On a year-to-date basis, Boeing's shares are up 0.63%, a modest gain amid broader market volatility in the aerospace sector. The China order, while below hopes, represents a positive development in U.S.-China trade relations, which have been strained by tariffs and geopolitical tensions. Boeing, as one of America's largest exporters, stands to benefit from any thaw in these dynamics.
Industry observers note that China's aviation market continues to grow rapidly, driven by increasing domestic travel and fleet modernization needs. The 200-jet order, though smaller than anticipated, could signal the start of renewed procurement activity. However, without specifics on the types of aircraft—potentially including the 737 Max, which has faced certification hurdles in China— the full impact remains unclear.
Trump's announcement came amid ongoing efforts to highlight economic wins from his administration's diplomatic engagements. The 2017 Beijing deal, which included the 300-jet commitment, was part of a larger $250 billion trade agreement aimed at balancing U.S.-China commerce. That pact faced implementation challenges, but it provided a lifeline for Boeing during a period of domestic manufacturing woes.
Market analysts have varied takes on the stock's movement. While Cramer's optimism points to a buying chance, others caution that Boeing's broader challenges, including supply chain disruptions and labor disputes, could cap near-term gains. The company's recent percentile rankings reflect this duality: strong in quality assessments but lagging in perceived value, which may explain the sharp drop despite positive news.
Looking back, Boeing's stock has endured significant fluctuations. The 737 Max crises in 2018 and 2019 led to a prolonged downturn, with shares plummeting over 50% at one point. Recovery efforts have included workforce reductions and production ramp-ups, but investor confidence has been slow to rebuild. The China order fits into this narrative as a potential catalyst, albeit one that fell short of sparking a rally.
Broader implications for the aerospace industry could ripple from this deal. Competitors like Airbus, which has gained ground in China during Boeing's troubles, may face renewed pressure if Boeing regains market share. U.S. trade officials have emphasized the importance of such orders in maintaining American manufacturing jobs, with Boeing employing tens of thousands across the country.
As details emerge, Wall Street will scrutinize the agreement's fine print. Delivery schedules, financing terms, and integration with China's existing fleet will determine its long-term value. For now, the stock's after-hours rebound hints at cautious optimism, aligning with Cramer's view that the dip presents value for long-term investors.

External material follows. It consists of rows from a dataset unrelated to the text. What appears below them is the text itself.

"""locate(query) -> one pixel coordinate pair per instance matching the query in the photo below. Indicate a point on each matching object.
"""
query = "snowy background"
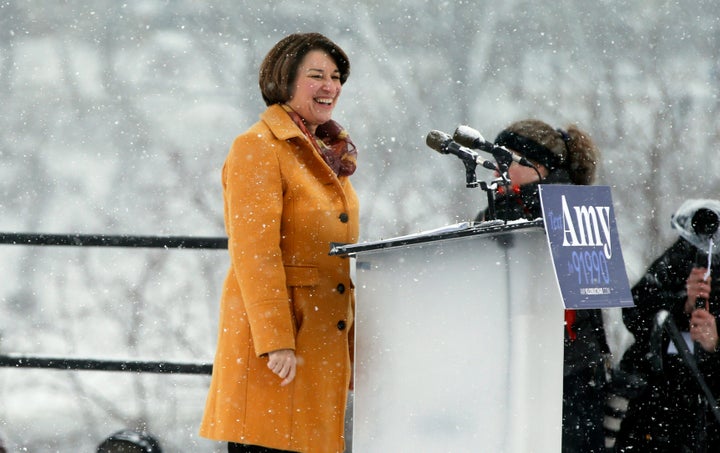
(116, 118)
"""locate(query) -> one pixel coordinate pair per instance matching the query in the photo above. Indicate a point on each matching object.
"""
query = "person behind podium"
(562, 156)
(282, 368)
(671, 413)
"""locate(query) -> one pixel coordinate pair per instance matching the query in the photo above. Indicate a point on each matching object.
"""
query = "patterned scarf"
(333, 143)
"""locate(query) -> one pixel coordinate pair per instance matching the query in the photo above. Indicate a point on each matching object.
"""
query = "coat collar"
(280, 123)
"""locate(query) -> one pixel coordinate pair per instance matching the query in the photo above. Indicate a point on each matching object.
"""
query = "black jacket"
(587, 349)
(669, 415)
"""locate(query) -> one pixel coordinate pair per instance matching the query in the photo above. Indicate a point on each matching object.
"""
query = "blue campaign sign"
(585, 247)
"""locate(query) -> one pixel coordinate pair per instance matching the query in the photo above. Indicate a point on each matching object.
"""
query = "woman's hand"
(703, 329)
(283, 363)
(697, 286)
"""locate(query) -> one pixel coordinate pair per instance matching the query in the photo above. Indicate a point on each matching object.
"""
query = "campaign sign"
(584, 244)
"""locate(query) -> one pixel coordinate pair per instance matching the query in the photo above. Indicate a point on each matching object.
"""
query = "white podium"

Boeing executives have not yet commented publicly on the order, but sources close to the company suggest it aligns with ongoing discussions in international sales. The deal's timing, coinciding with Trump's media appearances, adds a layer of political context to what is fundamentally a commercial transaction. Analysts predict that if followed by larger commitments, it could bolster Boeing's position in the global market.
In the end, Thursday's events highlight the interplay between geopolitics, corporate performance, and investor sentiment. While the 200-jet order didn't meet lofty expectations, it serves as a reminder of Boeing's enduring role in U.S. exports. As the company pushes forward with its recovery, eyes will be on future announcements that could drive sustained growth.